There won’t be any particular foods that will grab the news — unlike the ube pandesals and sushi bakes of the last two years. And apart from the Christmas cochinillo scandal, featuring P17,000 rubbery roast pigs, there won’t be many headline-grabbing meals even if eaten al fresco. No surprise here, bento boxes (or single-portion servings) will still rule over buffets.

People aren’t ready to live in their sweats

Heiress Ivy Love Getty and her entourage in silk PJs for brunch before her wedding

Despite the lure of wearing garterized pants and waistless shifts 24/7, women are still yearning for a little glamor. The solution may be in wearing pajama tops, which can pass for corporate wear in a Zoom meeting. (Just add a push-up bra and pearls.) It’s a trend set by fossil-fuel heiress Ivy Jean Getty who outfitted her entire entourage (including Queen’s Gambit star Anya Taylor-Joy) in designer PJs for the morning brunch before her wedding. (You can check out versions that won’t need a billionairess’ bank account by Tonichi Nocom at SM Women boutiques.)

Richard Mille and the art of mindfulness

There will continue to be pockets of vicarious, larger-than-life living exemplified by the lovable antics of Small Laude in her hugely successful vlog “It’s a Small World.” This zany socialite lives a life laced with Hermès, Baccarat, and frilly outfits straight out of that other online sensation, Emily in Paris.

2022 will be the year of living vicariously with Small Laude’s vlog. 

Thus, the question is: Will the Richard Mille watch edge out the Rolex as the ultimate timepiece of 2022? If it were up to the NBA superstars who created the feeding-frenzy for this mega-buck watch, it probably would.
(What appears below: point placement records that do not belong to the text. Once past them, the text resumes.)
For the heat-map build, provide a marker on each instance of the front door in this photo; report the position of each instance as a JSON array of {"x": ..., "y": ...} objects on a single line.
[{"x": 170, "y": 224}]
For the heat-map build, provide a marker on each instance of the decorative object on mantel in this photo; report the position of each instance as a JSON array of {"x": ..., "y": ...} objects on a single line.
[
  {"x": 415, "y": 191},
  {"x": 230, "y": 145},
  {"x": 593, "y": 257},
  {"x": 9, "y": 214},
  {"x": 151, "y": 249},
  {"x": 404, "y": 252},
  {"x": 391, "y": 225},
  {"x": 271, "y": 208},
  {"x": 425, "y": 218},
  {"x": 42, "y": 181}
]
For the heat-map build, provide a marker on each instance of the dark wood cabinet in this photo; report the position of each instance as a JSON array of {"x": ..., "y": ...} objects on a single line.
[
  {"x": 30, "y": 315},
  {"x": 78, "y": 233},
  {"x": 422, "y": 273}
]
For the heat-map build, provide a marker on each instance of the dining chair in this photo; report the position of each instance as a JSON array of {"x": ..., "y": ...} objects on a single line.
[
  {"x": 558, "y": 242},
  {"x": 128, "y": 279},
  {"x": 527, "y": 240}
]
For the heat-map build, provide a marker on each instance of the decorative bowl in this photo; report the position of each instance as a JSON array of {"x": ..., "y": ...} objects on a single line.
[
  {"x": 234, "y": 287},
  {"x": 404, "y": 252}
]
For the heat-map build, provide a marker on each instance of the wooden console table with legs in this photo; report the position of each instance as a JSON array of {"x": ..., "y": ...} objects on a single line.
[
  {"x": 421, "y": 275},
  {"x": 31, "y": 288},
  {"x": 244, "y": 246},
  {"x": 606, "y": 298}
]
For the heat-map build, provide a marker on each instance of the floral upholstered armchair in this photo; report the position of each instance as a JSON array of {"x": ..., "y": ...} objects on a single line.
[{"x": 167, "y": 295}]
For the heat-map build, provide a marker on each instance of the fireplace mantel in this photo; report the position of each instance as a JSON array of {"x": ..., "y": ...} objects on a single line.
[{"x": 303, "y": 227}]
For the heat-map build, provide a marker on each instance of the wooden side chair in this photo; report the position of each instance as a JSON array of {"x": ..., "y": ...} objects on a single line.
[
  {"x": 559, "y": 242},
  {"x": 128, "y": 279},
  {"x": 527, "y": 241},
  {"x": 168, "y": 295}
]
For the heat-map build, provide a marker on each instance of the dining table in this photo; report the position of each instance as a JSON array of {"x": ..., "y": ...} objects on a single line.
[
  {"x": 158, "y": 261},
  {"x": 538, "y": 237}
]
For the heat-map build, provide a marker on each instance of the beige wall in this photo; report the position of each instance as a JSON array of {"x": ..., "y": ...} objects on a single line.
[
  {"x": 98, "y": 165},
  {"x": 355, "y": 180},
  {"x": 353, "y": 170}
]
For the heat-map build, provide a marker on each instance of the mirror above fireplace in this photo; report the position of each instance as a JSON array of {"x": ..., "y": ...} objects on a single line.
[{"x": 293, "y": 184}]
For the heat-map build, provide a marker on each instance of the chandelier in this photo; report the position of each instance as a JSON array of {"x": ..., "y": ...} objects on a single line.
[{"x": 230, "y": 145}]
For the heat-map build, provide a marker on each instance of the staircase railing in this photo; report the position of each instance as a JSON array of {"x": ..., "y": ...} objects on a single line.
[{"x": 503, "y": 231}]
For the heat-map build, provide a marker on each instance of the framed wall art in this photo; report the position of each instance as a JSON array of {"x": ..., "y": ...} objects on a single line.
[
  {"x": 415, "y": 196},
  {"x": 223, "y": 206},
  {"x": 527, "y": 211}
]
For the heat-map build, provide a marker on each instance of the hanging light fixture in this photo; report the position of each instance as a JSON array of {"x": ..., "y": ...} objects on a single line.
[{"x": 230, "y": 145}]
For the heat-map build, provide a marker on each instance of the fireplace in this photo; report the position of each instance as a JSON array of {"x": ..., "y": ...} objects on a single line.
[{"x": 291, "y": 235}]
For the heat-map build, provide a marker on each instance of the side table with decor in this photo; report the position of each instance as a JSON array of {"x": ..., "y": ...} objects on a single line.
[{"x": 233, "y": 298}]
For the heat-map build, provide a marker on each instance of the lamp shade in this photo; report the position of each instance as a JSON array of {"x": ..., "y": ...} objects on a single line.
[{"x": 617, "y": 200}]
But there’s another trend from the NBA that may be worth pursuing this year: the art of mindfulness interestingly introduced by the first Filipino to break into this big league.

Erwin Valencia, training and conditioning coach for the New York Knicks, was a protégé for Phil Jackson who helped create such athletic marvels as Michael Jordan. It was Valencia, working under his aegis, who pioneered a program for the American team that included breath work, intention-setting and meditation, making it the first- ever meditation program in the NBA.

Coach Erwin Valencia pioneered mindfulness training in the NBA.

As new variants crash larger waves of disappointment around us, the art of mindfulness — and slowing stress down without all that booze — may very well be the trend to keep close to heart in 2022.